Third Phase: Diestrus
The female will again be reluctant to mate, because she is no longer fertile. The male, however, may still try to mount.
The Estrus Phase Is the Most Crucial
The estrus phase is the fertile one and therefore the most important. It usually occurs between the 8th and 15th day after bleeding has started. This is the time you should be looking for if you are the “hopeful breeder.” Alternatively, this is the time you hope she didn’t go out if you are the “concerned owner.”
Each dog is different, however. The only way to be sure whether or not she is pregnant is a pregnancy test by a vet.
Being in a “Tie”
It also appears that being in a “tie” ups the chances for pregnancy in dogs. A tie occurs when the male and female dog are stuck for some time. However, some dogs have also become pregnant without a tie, and some dogs don’t get pregnant despite tying, so it’s not a guarantee.
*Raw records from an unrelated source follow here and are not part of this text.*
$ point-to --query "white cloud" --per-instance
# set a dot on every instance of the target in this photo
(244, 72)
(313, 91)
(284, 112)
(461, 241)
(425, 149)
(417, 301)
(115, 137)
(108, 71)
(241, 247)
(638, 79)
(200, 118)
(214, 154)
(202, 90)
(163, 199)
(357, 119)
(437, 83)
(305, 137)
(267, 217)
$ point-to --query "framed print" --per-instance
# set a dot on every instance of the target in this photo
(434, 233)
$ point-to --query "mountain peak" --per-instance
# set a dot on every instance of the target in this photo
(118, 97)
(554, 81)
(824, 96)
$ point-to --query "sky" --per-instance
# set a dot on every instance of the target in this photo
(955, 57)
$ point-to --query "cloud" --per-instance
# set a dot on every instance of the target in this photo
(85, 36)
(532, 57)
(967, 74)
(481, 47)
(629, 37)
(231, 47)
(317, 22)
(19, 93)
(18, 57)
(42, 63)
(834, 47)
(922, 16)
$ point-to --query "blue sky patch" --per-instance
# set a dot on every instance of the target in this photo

Increasing the Chance for Pregnancy
Breeding every other day from estrus up until the female allows it may also increase the chance for pregnancy since the male is allowed to rest and the sperm has time to refresh.
However, there are really no reliable days. This is why some professional breeders have their dog’s hormones checked by a vet to ensure breeding on the most fertile day.
Again, even this may not be sufficient. Therefore, there is no way to guarantee pregnancy, but by monitoring the phases, you may be able to heighten the chance of it happening.